On Saturday, England play Australia. Both teams are missing key players, but England are missing a whole raft of them. Martin Johnson duly has let it be known that while victory would be all fine and dandy, it is more important for England to give a performance. What this means in essence is that Johnson and his men seem prepared to lose the game if certain good things happen along the way.
That nice Mr Barnes always takes the same route. In our Round Table chat last week, he again suggested that the really vital games come round only every four years and if we see something from the England team this week that will give us hope for the future, then we need not worry as to whether they finish ahead on the scoreboard or not.
You lot, my dear readers, will be in no doubt whatsoever as to where I stand. I am of the rather strong opinion that life is not a rehearsal, that every single international rugby match is eyeballs-out, that winning is absolutely the only point of the exercise and that the only “performance” that can possibly occur in a losing cause, is a bad one.
Say England win on Saturday. Suddenly, they have momentum. Suddenly, Johnson, the coaches and the players will have a far easier ride in the media. Suddenly, they can relax in the build-up to the Argentina game. If they lose, they will be engaged in a difficult week and then a dogfight against the Pumas; and if they lose that game then they are in line for an autumn whitewash. And at the end, we are supposed to become joyful because at certain points in these losing performances, England played some decent rugby?
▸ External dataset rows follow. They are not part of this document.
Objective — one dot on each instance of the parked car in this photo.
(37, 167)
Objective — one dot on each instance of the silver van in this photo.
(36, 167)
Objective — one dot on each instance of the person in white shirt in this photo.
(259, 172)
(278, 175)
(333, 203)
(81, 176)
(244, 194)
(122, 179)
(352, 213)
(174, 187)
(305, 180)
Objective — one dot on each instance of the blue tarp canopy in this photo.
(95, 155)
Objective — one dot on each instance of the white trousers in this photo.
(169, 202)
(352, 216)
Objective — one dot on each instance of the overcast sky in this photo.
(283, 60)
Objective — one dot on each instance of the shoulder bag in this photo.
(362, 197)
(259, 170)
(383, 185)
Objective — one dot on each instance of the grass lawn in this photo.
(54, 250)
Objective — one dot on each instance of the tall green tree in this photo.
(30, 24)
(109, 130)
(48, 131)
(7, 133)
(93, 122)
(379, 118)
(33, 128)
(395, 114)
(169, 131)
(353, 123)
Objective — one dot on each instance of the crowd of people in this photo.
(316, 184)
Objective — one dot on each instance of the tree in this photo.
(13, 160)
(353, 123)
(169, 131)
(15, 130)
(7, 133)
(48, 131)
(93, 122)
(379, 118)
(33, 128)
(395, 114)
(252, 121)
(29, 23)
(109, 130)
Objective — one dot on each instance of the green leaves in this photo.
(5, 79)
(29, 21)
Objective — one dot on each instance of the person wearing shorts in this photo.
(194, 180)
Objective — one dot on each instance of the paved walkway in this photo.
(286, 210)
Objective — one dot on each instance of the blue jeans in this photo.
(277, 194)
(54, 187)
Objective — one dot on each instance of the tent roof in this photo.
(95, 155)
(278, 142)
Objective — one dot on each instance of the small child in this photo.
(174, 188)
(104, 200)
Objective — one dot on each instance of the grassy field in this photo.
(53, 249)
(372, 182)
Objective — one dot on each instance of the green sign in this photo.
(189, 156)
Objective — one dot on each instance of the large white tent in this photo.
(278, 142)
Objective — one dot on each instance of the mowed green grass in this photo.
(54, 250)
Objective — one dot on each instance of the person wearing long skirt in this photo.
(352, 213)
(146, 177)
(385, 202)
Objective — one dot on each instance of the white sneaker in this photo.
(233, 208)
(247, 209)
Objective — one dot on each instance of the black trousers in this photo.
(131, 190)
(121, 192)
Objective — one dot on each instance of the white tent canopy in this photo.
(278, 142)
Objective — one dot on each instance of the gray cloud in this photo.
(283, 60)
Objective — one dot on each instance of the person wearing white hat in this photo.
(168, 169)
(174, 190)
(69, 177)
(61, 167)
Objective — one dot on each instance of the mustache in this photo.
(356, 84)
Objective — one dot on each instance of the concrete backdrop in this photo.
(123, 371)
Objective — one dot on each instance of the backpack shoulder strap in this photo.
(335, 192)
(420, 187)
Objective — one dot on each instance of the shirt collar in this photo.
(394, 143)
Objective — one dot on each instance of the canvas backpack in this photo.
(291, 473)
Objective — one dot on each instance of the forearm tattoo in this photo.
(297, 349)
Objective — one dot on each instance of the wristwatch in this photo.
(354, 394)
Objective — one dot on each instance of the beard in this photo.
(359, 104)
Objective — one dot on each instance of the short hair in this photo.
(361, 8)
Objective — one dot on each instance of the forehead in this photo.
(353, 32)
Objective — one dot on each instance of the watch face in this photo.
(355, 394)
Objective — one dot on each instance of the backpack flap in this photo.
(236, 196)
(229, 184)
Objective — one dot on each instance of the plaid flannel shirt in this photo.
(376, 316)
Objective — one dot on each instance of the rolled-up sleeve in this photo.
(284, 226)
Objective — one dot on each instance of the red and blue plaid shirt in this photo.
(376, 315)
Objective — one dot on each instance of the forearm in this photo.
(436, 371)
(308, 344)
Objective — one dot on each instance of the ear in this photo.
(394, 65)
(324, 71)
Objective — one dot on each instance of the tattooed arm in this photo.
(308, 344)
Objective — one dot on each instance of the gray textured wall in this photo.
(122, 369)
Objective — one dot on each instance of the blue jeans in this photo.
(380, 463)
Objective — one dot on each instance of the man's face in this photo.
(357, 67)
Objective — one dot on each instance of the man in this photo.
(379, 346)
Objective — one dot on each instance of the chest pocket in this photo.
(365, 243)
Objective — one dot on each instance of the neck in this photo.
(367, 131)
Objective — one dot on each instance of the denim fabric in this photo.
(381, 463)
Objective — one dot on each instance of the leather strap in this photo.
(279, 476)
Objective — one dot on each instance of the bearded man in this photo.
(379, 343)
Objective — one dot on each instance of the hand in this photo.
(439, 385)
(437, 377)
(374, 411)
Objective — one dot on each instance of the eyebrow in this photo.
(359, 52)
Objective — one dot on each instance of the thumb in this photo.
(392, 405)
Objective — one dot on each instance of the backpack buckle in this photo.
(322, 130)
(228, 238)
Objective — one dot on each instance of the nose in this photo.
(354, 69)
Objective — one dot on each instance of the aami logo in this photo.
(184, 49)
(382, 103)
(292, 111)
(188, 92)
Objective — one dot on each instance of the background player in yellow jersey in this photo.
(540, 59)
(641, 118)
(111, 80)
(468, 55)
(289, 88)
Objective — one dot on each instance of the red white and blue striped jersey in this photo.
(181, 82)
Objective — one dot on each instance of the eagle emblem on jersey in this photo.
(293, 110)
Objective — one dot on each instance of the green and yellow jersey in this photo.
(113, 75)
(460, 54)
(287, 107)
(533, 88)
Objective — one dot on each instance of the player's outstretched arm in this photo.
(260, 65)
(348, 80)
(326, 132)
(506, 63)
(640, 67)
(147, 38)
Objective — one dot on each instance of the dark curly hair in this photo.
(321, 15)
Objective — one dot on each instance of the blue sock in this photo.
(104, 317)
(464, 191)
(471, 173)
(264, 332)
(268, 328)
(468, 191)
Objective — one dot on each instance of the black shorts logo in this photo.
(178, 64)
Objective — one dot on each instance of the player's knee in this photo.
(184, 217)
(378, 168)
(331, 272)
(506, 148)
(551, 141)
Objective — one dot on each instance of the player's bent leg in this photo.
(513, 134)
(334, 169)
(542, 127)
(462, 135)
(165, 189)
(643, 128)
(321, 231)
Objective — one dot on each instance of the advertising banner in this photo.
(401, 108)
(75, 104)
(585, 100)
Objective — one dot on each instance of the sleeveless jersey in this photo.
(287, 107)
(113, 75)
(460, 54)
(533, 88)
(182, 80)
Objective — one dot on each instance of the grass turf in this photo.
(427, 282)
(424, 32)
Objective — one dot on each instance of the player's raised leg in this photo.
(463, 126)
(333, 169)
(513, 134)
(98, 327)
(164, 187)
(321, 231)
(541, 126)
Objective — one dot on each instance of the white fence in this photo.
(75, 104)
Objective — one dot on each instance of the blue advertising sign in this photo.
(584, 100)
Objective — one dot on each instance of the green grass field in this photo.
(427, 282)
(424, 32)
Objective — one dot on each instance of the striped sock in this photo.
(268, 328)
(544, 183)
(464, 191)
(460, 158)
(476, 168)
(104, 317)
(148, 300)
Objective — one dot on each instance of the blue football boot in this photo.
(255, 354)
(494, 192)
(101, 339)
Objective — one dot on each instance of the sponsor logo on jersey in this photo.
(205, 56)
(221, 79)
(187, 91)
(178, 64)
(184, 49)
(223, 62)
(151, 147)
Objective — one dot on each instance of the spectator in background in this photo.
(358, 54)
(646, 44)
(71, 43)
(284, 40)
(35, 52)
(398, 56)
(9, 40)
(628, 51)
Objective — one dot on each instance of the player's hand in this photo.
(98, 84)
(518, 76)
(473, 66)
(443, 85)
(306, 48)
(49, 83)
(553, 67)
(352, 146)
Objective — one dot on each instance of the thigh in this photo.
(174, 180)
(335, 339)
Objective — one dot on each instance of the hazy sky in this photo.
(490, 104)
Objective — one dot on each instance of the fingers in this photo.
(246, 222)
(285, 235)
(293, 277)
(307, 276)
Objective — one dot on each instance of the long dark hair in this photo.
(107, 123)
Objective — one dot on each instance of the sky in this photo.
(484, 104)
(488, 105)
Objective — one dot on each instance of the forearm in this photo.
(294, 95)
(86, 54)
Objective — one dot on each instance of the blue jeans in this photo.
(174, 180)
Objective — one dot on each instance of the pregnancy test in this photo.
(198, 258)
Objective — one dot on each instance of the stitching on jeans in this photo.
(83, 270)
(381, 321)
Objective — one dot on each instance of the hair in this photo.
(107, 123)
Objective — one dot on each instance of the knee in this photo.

Arguably, there are people more important in this debate. I presume that the television companies did not pay their millions to transmit games in which the result appears to be incidental. I also presume that all those who have stumped up for tickets and will be at Twickenham on Saturday will be rather happy if England should win. Their visit could be the only one of the whole season, and it will hardly be a consolation to them that England, while defeated, saw it as some kind of staging post for a future match.
Sorry, but if you show me a manager, coach or captain in sport who tells us that performance is important, I will show you a manager, coach or captain who lacks confidence, who does not expect to win and who is afraid of setting up the forthcoming confrontation as one of might and significance.
So do England supporters and onlookers really find themselves tolerant of this nonsense? Will you all be happy this autumn if England play well, but lose?
Let us know.
Told you so!
My postbag has always been of significant size whenever I have mentioned the name of Ayoola Erinle. This is the centre who has come very close to becoming a misfit over the years. He was a highly-promising player with Wasps, but they used him usually as a kind of super-sub.
He was then shipped out to Leicester, where often he did not make the bench and then he was shipped out again to Biarritz, with whom he is in his first season. For every bunch of selectors who dropped him, I felt compelled to wonder why.